Type I errors occur when we find a difference, when there is no actual
difference (“false positive”), Type II errors occur when we fail to find a
difference when there actually is one (“false negative”).
fMRI studies compare the measured activity in each voxel during
the task, with its measured level of activity during a control interval. The more brain activity there is, the stronger
the signal measured by the fMRI machine. If we were to compare the activity
levels of 130,000 voxels under these two conditions, some of them would show
high levels of activity just by chance because our measure is imperfect. We would expect some percentage of these
comparisons to result in false positive errors.
The specific percentage we would expect is determined by our standard of
significance, often called the “p value.” It was pretty common in fMRI studies to
set this value to 0.001, meaning that we would expect about 130 of the 130,000
voxels to show what appears to be a real difference, when there really is nothing
but random measurement error. Multiple comparisons raise opportunities for multiple
false positive errors.
There are statistical techniques for dealing with large
numbers of comparisons. In summary, these
methods modify the significance standard so that differences relative to
control have to be greater before one accepts that they are due to anything but
chance. When those adjustments are
applied to the dead salmon fMRI data, it turns out that there are no
significant areas of brain activity in the fish, as we really should expect. When the same techniques were applied by
Bennett to 11 published fMRI studies, three of them had no significant results
to report at all. If these corrections
for multiple comparisons are not properly applied, researchers can come to
false conclusions about the validity of their data, which can lead to wasted
research effort and dead ends.
The importance of these findings extends far beyond one dead
salmon, far beyond fMRI. Spurious
correlations are common throughout big-data data science. For example, annual US spending on space,
science and technology correlates over the years 1999 to 2009 with the annual
incidence of suicides by hanging, strangulation, and suffocation. http://www.tylervigen.com/spurious-correlations If there is some kind of causal relationship
here, it completely escapes me. If you have enough data and look hard enough
you can find any number of correlations, but that is no guarantee that those
correlations are at all meaningful.
People have a way of finding patterns, even when there are none. Sometimes the statistics help.
Traditional statistics were developed for a time when the expensive
part of research was collecting data.
Now data are plentiful, but extracting meaning from those data is still
a challenge. Simple methods are often
the best, but they can also be too simple. In later posts we will consider
other potential hazards of data science and what we can do to avoid them. Unless we are careful with our data and our
analyses, it is easy to get seduced into believing that we understand something
when really we do not.

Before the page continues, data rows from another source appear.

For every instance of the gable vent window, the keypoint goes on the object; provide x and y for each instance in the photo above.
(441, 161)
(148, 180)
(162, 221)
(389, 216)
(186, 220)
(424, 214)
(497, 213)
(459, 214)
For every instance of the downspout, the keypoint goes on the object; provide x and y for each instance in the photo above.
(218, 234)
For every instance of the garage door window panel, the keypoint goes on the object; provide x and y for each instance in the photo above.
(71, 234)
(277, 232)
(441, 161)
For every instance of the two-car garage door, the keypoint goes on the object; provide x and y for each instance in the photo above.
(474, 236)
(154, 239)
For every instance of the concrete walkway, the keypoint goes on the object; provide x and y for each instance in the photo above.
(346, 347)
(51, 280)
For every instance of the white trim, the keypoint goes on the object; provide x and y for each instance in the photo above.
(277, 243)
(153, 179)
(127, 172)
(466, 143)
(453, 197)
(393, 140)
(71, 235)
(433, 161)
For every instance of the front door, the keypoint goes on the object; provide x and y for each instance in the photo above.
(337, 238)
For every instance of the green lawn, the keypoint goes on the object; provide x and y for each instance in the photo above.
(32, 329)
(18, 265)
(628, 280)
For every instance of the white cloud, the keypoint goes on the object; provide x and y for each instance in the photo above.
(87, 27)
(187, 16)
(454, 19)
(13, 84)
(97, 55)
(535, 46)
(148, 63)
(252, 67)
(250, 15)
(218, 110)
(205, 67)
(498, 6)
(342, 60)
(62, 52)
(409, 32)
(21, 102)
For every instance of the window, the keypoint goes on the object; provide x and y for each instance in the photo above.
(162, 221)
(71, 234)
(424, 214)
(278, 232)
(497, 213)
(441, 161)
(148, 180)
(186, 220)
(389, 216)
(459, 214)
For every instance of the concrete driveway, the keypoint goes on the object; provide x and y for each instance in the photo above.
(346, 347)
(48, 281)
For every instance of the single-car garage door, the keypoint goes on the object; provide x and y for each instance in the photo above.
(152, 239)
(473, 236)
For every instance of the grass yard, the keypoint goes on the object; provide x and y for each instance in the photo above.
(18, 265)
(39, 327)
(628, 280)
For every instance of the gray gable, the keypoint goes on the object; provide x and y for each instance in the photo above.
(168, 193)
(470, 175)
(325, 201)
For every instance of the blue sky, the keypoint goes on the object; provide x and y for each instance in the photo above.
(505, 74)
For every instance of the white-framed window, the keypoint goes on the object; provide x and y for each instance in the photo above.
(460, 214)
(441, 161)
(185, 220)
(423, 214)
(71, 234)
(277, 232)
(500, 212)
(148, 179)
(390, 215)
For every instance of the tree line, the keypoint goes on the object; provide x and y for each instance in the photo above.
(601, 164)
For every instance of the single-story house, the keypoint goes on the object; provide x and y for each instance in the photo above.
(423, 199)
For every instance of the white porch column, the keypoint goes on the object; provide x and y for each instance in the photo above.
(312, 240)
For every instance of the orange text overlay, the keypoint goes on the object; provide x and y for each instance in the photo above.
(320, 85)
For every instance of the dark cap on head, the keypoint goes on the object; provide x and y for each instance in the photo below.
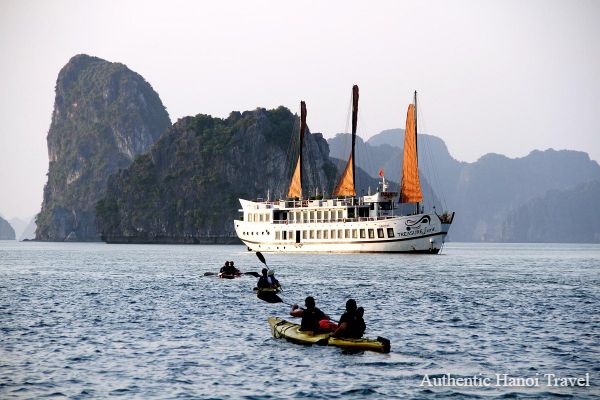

On the other
hand, it is also easy to get seduced by approaches and methods that are
popular, but may not be the best approach for the questions at hand.
In future posts, I hope to consider many of the ways in
which data science, machine learning, and artificial intelligence can go wrong,
but also some of the ways it can go right.

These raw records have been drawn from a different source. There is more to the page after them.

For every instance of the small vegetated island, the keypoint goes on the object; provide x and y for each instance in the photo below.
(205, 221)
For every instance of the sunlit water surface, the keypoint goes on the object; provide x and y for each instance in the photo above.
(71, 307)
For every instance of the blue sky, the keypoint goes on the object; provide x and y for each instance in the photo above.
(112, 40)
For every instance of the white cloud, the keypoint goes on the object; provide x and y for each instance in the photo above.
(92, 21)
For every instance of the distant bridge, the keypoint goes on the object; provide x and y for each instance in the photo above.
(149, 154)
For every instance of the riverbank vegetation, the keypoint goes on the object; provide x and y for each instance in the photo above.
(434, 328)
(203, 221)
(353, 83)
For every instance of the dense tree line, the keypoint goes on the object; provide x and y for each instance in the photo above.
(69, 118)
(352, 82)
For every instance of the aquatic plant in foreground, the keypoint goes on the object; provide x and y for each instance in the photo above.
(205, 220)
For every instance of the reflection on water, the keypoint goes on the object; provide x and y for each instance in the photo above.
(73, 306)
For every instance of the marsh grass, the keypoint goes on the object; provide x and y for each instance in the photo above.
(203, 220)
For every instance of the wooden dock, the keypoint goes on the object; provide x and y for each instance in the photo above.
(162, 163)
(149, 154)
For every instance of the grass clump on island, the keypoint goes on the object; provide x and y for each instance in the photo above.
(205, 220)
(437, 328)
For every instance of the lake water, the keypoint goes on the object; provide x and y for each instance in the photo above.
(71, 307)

Data science is of growing importance to our businesses and even to our
culture, but it is also easily misunderstood. In the same way that we see animals
and faces in clouds, we may attribute to data science, particularly to
artificial intelligence, properties that are not really there. I hope to address some of these tendencies and
make data science stronger and more useful as a result.
Craig Bennett, Abigail A. Baird, Michael B. Miller, George L. Wolford (2009). 15th Annual
Meeting of the Organization for Human Brain Mapping. San Francisco, CA: 2009.
Neural correlates of interspecies perspective taking in the post-mortem
atlantic salmon: an argument for proper multiple comparisons correction.
Craig M. Bennett, Abigail A. Baird, Michael B. Miller,
George L. Wolford. (2010). Neural correlates of interspecies perspective taking
in the post-mortem Atlantic Salmon: An argument for multiple comparisons
correction. Journal of Serendipitous and Unexpected Results.